A wide range of quilts hung in the new home of the arts center. A quilted jacket was part of the display.
One quilt, owned by Judy Mayo, featured shamrocks, not a bad choice the weekend before St. Patrick's Day.
A small, machine cross-stitch quilt made by Kathy Walker proved popular with visitors to the showcase. It features several panels of apples. Walker made the quilt for her husband. This explanation was adjacent to the quilt: "He used to eat green apples right from the tree."
Many quilts displayed have been passed from one generation to the next. Other quilts at the showcase are new, waiting to be passed from generation to generation.
Rita Asby closely inspected the quilts Sunday afternoon. She had a good reason for doing that.
"I'm thinking about beginning," she noted.
Asby owns quilts made by her female relatives, including her mother-in-law. She's ready to tackle the art form, especially after being inspired by MacGrain.
"I really like the new styles, colors and patterns," Asby said. "It's portable. I can take it with me."
There's a practical reason to make quilts rather than buy them.
"I use them all the time," Asby said.
The quilt showcase is as much educational as it is cultural.
One display focuses on cigar silks, usually used to make Victorian-era crazy quilts. According to MacGrain, Victorian-era women would send their husbands, or other male relatives, to a tobacco shop to pick up cigar silks. Cigars once came wrapped in silk fabric, MacGrain explained. Those cigar silks were used to make quilts.
Other quilts were made by using penny squares, which sold for a penny. The squares contained various patterns. The red-line patterns were embroidered by following the pattern. The squares were used to sewn together to form a quilt.
The quilt showcase also included a an appliqued quilt block made by a Hmong woman in a refugee camp in Thailand after the Vietnam War.
Deborah Brooks, president of the Washington County Arts Council, said other showcases are in the works.
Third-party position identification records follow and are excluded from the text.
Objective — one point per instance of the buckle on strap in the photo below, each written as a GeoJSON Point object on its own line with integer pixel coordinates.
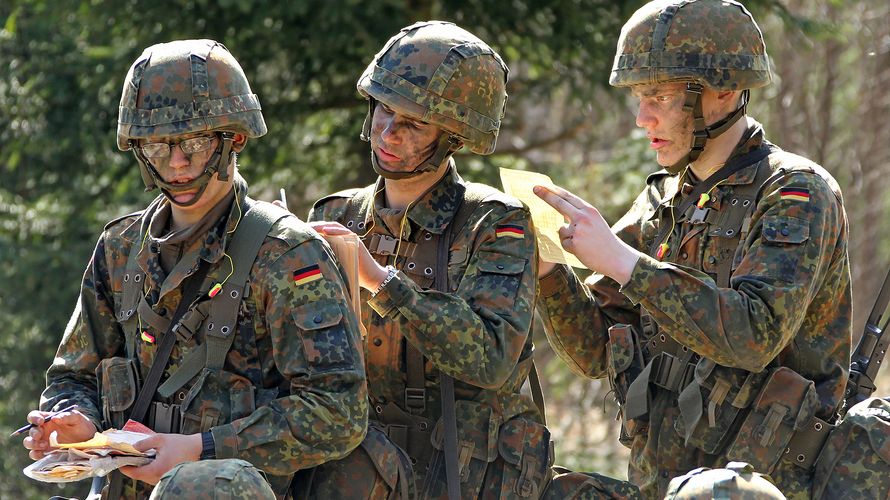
{"type": "Point", "coordinates": [806, 444]}
{"type": "Point", "coordinates": [671, 372]}
{"type": "Point", "coordinates": [165, 418]}
{"type": "Point", "coordinates": [415, 399]}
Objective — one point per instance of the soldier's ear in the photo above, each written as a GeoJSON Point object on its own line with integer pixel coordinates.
{"type": "Point", "coordinates": [238, 142]}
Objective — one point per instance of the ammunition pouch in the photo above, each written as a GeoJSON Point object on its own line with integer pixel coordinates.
{"type": "Point", "coordinates": [522, 443]}
{"type": "Point", "coordinates": [625, 365]}
{"type": "Point", "coordinates": [217, 397]}
{"type": "Point", "coordinates": [527, 450]}
{"type": "Point", "coordinates": [119, 382]}
{"type": "Point", "coordinates": [164, 417]}
{"type": "Point", "coordinates": [712, 402]}
{"type": "Point", "coordinates": [785, 405]}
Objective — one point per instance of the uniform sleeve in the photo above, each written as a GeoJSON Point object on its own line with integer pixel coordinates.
{"type": "Point", "coordinates": [477, 333]}
{"type": "Point", "coordinates": [317, 347]}
{"type": "Point", "coordinates": [92, 334]}
{"type": "Point", "coordinates": [577, 315]}
{"type": "Point", "coordinates": [796, 244]}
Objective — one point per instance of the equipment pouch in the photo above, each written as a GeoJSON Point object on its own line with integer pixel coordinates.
{"type": "Point", "coordinates": [527, 451]}
{"type": "Point", "coordinates": [477, 447]}
{"type": "Point", "coordinates": [711, 404]}
{"type": "Point", "coordinates": [855, 462]}
{"type": "Point", "coordinates": [625, 364]}
{"type": "Point", "coordinates": [392, 464]}
{"type": "Point", "coordinates": [786, 403]}
{"type": "Point", "coordinates": [119, 383]}
{"type": "Point", "coordinates": [217, 397]}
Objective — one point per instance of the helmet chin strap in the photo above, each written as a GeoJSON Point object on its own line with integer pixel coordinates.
{"type": "Point", "coordinates": [214, 165]}
{"type": "Point", "coordinates": [445, 147]}
{"type": "Point", "coordinates": [700, 131]}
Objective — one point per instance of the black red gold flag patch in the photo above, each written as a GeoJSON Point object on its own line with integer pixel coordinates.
{"type": "Point", "coordinates": [795, 194]}
{"type": "Point", "coordinates": [307, 274]}
{"type": "Point", "coordinates": [510, 231]}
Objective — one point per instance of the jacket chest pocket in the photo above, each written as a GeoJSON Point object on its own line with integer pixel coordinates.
{"type": "Point", "coordinates": [497, 280]}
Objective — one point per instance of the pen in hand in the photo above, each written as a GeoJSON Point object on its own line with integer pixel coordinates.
{"type": "Point", "coordinates": [46, 419]}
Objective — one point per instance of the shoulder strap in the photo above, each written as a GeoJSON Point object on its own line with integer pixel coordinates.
{"type": "Point", "coordinates": [190, 295]}
{"type": "Point", "coordinates": [219, 327]}
{"type": "Point", "coordinates": [449, 415]}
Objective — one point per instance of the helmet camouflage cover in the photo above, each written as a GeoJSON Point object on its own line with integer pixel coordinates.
{"type": "Point", "coordinates": [715, 43]}
{"type": "Point", "coordinates": [186, 86]}
{"type": "Point", "coordinates": [737, 481]}
{"type": "Point", "coordinates": [439, 73]}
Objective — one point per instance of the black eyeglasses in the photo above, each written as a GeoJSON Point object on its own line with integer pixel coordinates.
{"type": "Point", "coordinates": [189, 146]}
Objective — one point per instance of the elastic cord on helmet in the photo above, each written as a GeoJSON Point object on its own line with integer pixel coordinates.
{"type": "Point", "coordinates": [153, 179]}
{"type": "Point", "coordinates": [447, 144]}
{"type": "Point", "coordinates": [700, 131]}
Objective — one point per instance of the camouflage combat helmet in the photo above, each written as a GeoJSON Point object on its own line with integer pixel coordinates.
{"type": "Point", "coordinates": [439, 73]}
{"type": "Point", "coordinates": [211, 479]}
{"type": "Point", "coordinates": [183, 87]}
{"type": "Point", "coordinates": [737, 481]}
{"type": "Point", "coordinates": [706, 43]}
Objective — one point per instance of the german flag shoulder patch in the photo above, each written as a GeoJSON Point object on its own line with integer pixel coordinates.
{"type": "Point", "coordinates": [795, 194]}
{"type": "Point", "coordinates": [510, 231]}
{"type": "Point", "coordinates": [307, 274]}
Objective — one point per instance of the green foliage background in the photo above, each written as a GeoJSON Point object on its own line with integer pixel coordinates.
{"type": "Point", "coordinates": [62, 65]}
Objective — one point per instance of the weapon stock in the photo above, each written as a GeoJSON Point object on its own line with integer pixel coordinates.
{"type": "Point", "coordinates": [870, 351]}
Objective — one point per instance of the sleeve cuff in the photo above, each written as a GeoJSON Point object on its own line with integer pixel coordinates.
{"type": "Point", "coordinates": [392, 295]}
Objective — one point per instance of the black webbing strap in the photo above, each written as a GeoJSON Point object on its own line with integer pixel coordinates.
{"type": "Point", "coordinates": [190, 293]}
{"type": "Point", "coordinates": [449, 415]}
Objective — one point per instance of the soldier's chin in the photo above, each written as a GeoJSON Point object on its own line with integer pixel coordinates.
{"type": "Point", "coordinates": [183, 197]}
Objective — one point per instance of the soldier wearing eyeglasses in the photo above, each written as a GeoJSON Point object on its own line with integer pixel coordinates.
{"type": "Point", "coordinates": [272, 379]}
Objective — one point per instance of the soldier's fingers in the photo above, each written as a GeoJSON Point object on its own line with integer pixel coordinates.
{"type": "Point", "coordinates": [36, 417]}
{"type": "Point", "coordinates": [148, 443]}
{"type": "Point", "coordinates": [555, 200]}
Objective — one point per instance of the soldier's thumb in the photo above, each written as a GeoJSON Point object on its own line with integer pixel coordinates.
{"type": "Point", "coordinates": [148, 443]}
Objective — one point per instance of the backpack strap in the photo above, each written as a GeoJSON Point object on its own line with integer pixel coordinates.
{"type": "Point", "coordinates": [219, 326]}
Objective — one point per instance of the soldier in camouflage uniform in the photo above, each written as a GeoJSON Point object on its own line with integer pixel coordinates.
{"type": "Point", "coordinates": [281, 385]}
{"type": "Point", "coordinates": [449, 277]}
{"type": "Point", "coordinates": [720, 304]}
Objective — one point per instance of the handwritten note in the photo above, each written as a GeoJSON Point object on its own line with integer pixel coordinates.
{"type": "Point", "coordinates": [519, 184]}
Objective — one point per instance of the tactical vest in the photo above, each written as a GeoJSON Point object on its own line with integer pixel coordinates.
{"type": "Point", "coordinates": [425, 259]}
{"type": "Point", "coordinates": [199, 393]}
{"type": "Point", "coordinates": [722, 410]}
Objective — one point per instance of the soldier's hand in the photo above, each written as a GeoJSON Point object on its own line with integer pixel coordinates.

"This is just one showcase that is a part of a bigger showcase with different displays. We showcase a different art … and a different group of artists each month," Brooks said.
The monthly showcases are part of the council's mission to educate people about the arts, she added.
According to the North Carolina Handmade Web site, "The Great Depression brought a quilt-making revival to North Carolina. People were attracted to its economy, and quilts began to be recognized as folk-art pieces."
At least one quilt actually wove pieces of history into its fabric.
"One quilt, made by a mother whose two sons fought on opposing sides, contains strips of cloth from both Union and Rebel uniforms, perhaps her way of trying to patch back together her breaking heart!" reads part of "How Quilts Create Patchwork of History" by Linda Bordner, as reported on the Olde Kinston Gazette Web site.